My “Date from Hell” is not so much a single date as it is instances from a myriad of them. In my experience, it’s rare that the entirety of the date is horrifying, and more that there is a moment or series of moments that ruin everything for everyone. That may not be the case for you, though. If you’ve had a date that is awful through and through, I hope you’ve at least managed to take some amount of enjoyment out of the awkwardness. That is true power. If you, by some minor miracle, have a date that actually goes well, you should exchange info on the Safely app. Or if that’s a bit far for now, check out some advice on how to kiss, right here.
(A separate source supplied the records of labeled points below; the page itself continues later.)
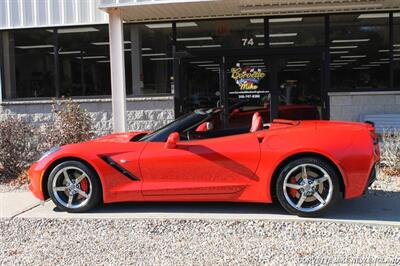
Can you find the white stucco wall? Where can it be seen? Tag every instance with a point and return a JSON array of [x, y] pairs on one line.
[[348, 106]]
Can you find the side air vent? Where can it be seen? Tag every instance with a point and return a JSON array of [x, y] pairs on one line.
[[119, 168]]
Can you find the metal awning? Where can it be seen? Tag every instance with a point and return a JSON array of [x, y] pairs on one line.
[[164, 10]]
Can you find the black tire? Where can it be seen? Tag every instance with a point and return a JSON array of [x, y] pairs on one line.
[[306, 209], [60, 198]]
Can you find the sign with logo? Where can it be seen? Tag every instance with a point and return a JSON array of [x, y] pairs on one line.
[[248, 80]]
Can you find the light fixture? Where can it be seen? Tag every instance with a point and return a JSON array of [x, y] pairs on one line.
[[282, 20], [276, 35], [75, 30], [157, 54], [209, 65], [380, 62], [298, 62], [35, 46], [169, 25], [203, 46], [292, 70], [92, 57], [280, 43], [353, 56], [339, 52], [295, 65], [360, 68], [386, 50], [256, 20], [351, 40], [107, 43], [201, 62], [143, 49], [344, 47], [251, 60], [254, 64], [339, 64], [68, 52], [345, 60], [374, 15], [162, 59], [194, 39], [274, 20]]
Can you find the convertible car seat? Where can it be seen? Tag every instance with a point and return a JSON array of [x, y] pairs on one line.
[[256, 123]]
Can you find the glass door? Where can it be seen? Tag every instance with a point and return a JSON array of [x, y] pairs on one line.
[[247, 89], [299, 87], [200, 83]]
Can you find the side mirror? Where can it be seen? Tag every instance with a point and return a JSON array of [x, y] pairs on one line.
[[172, 140]]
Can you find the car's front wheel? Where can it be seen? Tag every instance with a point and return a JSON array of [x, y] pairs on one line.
[[307, 187], [74, 187]]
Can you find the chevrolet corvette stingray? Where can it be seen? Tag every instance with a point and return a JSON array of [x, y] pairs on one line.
[[306, 166]]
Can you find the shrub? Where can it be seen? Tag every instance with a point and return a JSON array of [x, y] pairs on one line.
[[71, 125], [390, 150], [17, 147]]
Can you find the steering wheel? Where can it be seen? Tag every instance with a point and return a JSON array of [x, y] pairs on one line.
[[185, 135]]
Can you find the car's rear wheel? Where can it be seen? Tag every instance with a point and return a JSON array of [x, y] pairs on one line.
[[308, 187], [74, 187]]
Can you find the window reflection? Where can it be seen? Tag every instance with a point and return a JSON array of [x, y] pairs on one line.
[[359, 48], [222, 33], [31, 54], [296, 31], [84, 61]]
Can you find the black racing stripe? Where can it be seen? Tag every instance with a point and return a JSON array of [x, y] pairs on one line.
[[119, 168]]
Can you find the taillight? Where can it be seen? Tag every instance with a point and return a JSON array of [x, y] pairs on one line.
[[375, 138]]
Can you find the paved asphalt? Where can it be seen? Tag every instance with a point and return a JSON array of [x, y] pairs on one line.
[[374, 208]]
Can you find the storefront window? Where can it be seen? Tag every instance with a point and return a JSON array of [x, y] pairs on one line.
[[296, 31], [31, 63], [84, 61], [220, 34], [396, 49], [359, 48], [148, 58]]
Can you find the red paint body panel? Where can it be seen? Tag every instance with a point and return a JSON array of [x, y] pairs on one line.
[[235, 168]]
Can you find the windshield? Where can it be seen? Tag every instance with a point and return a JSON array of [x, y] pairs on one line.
[[183, 122]]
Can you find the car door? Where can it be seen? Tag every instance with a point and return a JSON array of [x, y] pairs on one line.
[[222, 166]]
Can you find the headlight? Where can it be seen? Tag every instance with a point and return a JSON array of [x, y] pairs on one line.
[[51, 151]]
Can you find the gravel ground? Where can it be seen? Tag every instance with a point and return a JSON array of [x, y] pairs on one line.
[[7, 188], [194, 242], [199, 242]]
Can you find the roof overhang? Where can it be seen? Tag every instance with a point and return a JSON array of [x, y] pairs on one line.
[[165, 10]]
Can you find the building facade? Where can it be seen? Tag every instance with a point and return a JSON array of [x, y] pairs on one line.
[[146, 62]]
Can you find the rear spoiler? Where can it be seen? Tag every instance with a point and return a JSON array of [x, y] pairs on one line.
[[286, 122]]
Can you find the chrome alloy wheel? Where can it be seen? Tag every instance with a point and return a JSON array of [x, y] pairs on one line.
[[308, 188], [71, 187]]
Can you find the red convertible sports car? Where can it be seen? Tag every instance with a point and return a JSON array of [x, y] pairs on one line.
[[307, 166]]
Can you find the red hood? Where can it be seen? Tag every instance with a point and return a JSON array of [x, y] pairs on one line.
[[118, 137]]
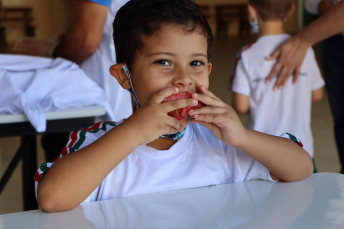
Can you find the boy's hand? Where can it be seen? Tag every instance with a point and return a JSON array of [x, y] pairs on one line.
[[151, 120], [218, 117]]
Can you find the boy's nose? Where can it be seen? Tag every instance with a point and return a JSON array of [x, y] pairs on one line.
[[183, 79]]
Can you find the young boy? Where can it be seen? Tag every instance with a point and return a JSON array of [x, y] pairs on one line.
[[165, 45], [272, 111]]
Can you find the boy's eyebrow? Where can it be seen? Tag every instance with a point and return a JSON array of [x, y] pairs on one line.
[[160, 53], [200, 54], [172, 54]]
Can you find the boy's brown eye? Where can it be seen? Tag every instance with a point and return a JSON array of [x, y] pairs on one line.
[[163, 62], [197, 63]]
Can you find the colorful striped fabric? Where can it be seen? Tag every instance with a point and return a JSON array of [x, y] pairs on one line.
[[77, 141], [293, 138]]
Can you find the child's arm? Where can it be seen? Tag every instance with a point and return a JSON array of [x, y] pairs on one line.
[[317, 95], [286, 160], [240, 103], [71, 179]]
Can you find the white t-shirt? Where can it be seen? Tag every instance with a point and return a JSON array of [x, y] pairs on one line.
[[198, 159], [275, 112], [97, 68], [312, 6]]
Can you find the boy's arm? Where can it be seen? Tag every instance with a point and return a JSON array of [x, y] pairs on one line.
[[285, 159], [317, 95], [71, 179], [239, 84], [241, 103]]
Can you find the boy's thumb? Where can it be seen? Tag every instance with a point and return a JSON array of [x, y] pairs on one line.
[[274, 55]]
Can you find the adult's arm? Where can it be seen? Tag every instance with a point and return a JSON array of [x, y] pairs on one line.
[[291, 53], [85, 36]]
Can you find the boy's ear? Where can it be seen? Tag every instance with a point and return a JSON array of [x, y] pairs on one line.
[[210, 65], [252, 12], [118, 72], [291, 10]]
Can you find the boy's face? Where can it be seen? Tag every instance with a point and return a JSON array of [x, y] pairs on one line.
[[171, 57]]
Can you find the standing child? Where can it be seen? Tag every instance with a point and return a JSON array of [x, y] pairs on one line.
[[272, 111], [165, 46]]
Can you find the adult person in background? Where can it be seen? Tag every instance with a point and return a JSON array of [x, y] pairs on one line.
[[291, 53], [88, 43]]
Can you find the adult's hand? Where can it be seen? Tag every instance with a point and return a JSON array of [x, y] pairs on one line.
[[290, 56]]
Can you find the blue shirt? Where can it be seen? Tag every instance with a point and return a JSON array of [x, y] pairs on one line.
[[102, 2]]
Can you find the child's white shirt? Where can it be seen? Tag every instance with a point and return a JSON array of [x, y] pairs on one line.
[[198, 159], [282, 110]]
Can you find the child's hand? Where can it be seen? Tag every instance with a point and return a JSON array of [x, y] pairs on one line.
[[151, 120], [218, 117]]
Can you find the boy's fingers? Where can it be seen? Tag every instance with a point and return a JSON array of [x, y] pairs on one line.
[[283, 77], [207, 92], [210, 118], [274, 72], [208, 110], [174, 123], [297, 74], [274, 55], [177, 104], [162, 94], [208, 100], [205, 124]]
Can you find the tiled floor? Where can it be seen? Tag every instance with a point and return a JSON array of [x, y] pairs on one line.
[[224, 51]]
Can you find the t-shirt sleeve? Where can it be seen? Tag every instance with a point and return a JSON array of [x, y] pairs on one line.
[[239, 81], [102, 2], [317, 78], [77, 141]]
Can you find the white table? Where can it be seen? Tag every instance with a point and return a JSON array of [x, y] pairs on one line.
[[58, 121], [316, 202]]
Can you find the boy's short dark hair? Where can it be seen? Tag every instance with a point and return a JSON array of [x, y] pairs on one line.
[[270, 10], [144, 17]]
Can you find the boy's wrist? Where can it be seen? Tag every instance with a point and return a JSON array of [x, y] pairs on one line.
[[242, 140]]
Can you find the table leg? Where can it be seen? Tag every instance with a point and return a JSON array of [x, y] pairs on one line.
[[28, 171]]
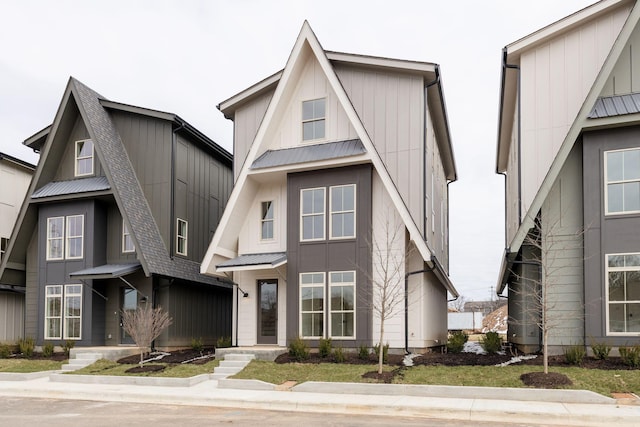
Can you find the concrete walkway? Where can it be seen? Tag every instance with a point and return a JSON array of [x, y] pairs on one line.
[[548, 407]]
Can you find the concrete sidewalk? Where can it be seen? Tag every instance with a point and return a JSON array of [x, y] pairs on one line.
[[532, 406]]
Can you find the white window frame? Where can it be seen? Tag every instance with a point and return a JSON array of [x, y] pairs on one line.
[[323, 213], [61, 238], [608, 270], [68, 237], [332, 212], [182, 237], [321, 286], [127, 241], [622, 181], [332, 285], [78, 158]]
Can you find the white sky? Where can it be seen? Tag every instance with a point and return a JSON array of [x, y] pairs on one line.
[[187, 56]]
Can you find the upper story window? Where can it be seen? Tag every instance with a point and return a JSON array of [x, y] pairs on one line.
[[127, 240], [622, 186], [312, 209], [181, 237], [84, 158], [267, 217], [343, 208], [313, 117]]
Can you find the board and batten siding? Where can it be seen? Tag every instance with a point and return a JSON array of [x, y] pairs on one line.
[[555, 78]]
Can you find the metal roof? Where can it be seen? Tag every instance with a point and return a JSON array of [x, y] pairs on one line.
[[309, 153], [618, 105], [75, 186]]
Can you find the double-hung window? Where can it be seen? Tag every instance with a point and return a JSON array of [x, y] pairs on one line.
[[623, 294], [622, 186], [313, 119]]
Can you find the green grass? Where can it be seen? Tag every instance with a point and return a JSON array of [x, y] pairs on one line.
[[26, 365]]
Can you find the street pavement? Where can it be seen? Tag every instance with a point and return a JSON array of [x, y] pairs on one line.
[[528, 406]]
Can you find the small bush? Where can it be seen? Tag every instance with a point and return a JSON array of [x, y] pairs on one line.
[[47, 349], [298, 349], [600, 350], [630, 355], [26, 346], [491, 342], [456, 342], [363, 352], [385, 352], [324, 347], [574, 355]]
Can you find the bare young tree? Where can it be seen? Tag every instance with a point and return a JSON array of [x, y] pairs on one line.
[[145, 324]]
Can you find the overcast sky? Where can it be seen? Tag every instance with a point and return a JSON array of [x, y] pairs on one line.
[[186, 56]]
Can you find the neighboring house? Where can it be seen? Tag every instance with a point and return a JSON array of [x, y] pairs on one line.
[[569, 147], [329, 153], [15, 175], [119, 213]]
I had a date with a woman (I’m a woman, I’m progressive like that) where some guy nearby on his skateboard wiped out in a pathetic reminder of why I’m a lesbian. She proceeded to quickly divulge her desire for a “skateboarding boyfriend” without so much as a touch of irony. Two quick disclaimers: 1) yes, this was actually a date, and 2) no, she is not Avril Lavigne. I responded “Well, you’re in the wrong place then.” We proceeded to eat pizza on a park bench in near silence for the next twenty minutes until semi-amicably calling it quits. The subpar Boston pizza was by far the best part of the experience.
On one of the few dates I’ve been on from an app, we met and very quickly both realized we were fundamentally not attracted to each other. For us, something from profile to life was totally lost in translation. Like if “Jaws” was called “Shark Munch Munch” in Italian. Coincidentally, as the date wasn’t so great, there was also no munch munch later that night. Blammo.
I made stupid jokes and gave the occasional, half-hearted sip of my mint tea, and in the end we hugged a permanent, if not very emotional, goodbye. It is likely that the greatest connection we had was mutually and silently deciding never to speak again. We were each always pleasant, but conversation was like trying to teach me rudimentary calculus. It just isn’t going to happen, and we should both stop wasting our time so I can go tell my cat about my latest failure.
It isn’t so much about the journey of the terrible date as it is the emotional trauma we found along the way. But chances are, we’re all going to keep on keeping on until we find someone who doesn’t make us deeply uncomfortable, or we can get multiple divorces trying.